There were numerous quietly beautiful moments in this performance. It was an evening of powerful opposites – moments of solitude mixed with mass sections; the bare stage set against the shiny mirrored black floor; the dancers all had the stereotypical agility and explosive power of hip-hop and break dancers, but this was complemented by the fluidity you’d typically classify contemporary dancers to have.
I particularly liked how they stripped the stage down, so that you could see the bare Sadler’s Wells fittings and backstage setting. The rawness really fit Bruno Beltrão and his company well. They are a contemporary dance company from Brazil that push boundaries by fusing in different dance styles, particularly hip-hop.
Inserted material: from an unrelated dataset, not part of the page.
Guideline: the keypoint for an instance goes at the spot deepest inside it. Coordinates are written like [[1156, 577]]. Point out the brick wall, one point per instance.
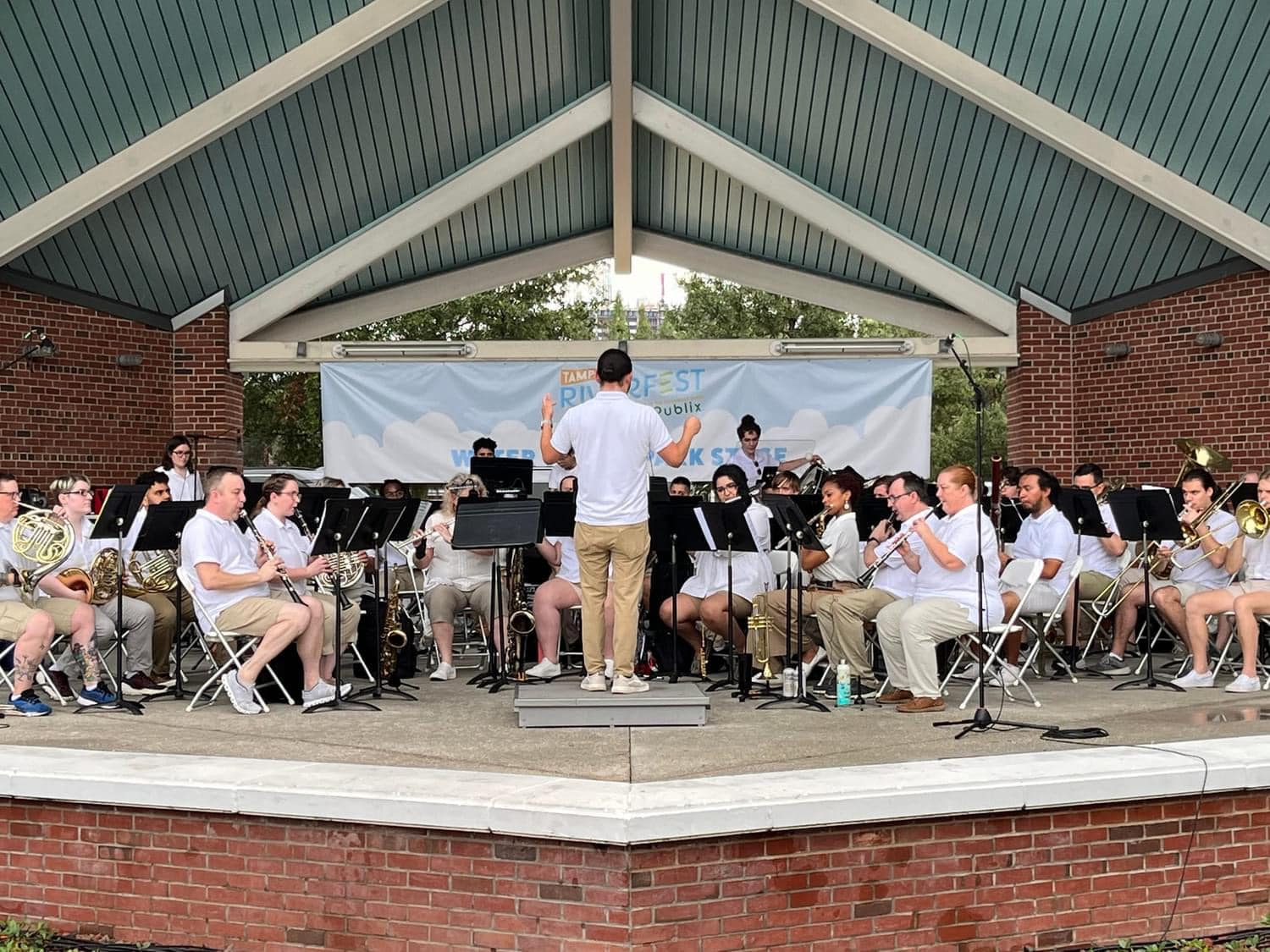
[[1046, 878], [1068, 403], [80, 410]]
This is an area I’m quite interested in watching the development of, how (arguably) the two opposite ends of dance are being merged. Hip hop and ballet has been explored quite a bit now (particularly popularized by the movie Centre Stage), but the hip-hop/contemporary dance choreographic language has much room to grow (which isn’t surprising!)
I really liked the use of light near the very end. The theatre was in complete darkness except for a one-meter strip of light that hovered about a meter and a half above the stage floor. The dancers would do various jump-turns, where you’d catch their movement in the brief time that the strip of light embodies them.
Hauntingly beautiful. A company that I’d like to keep my eye on.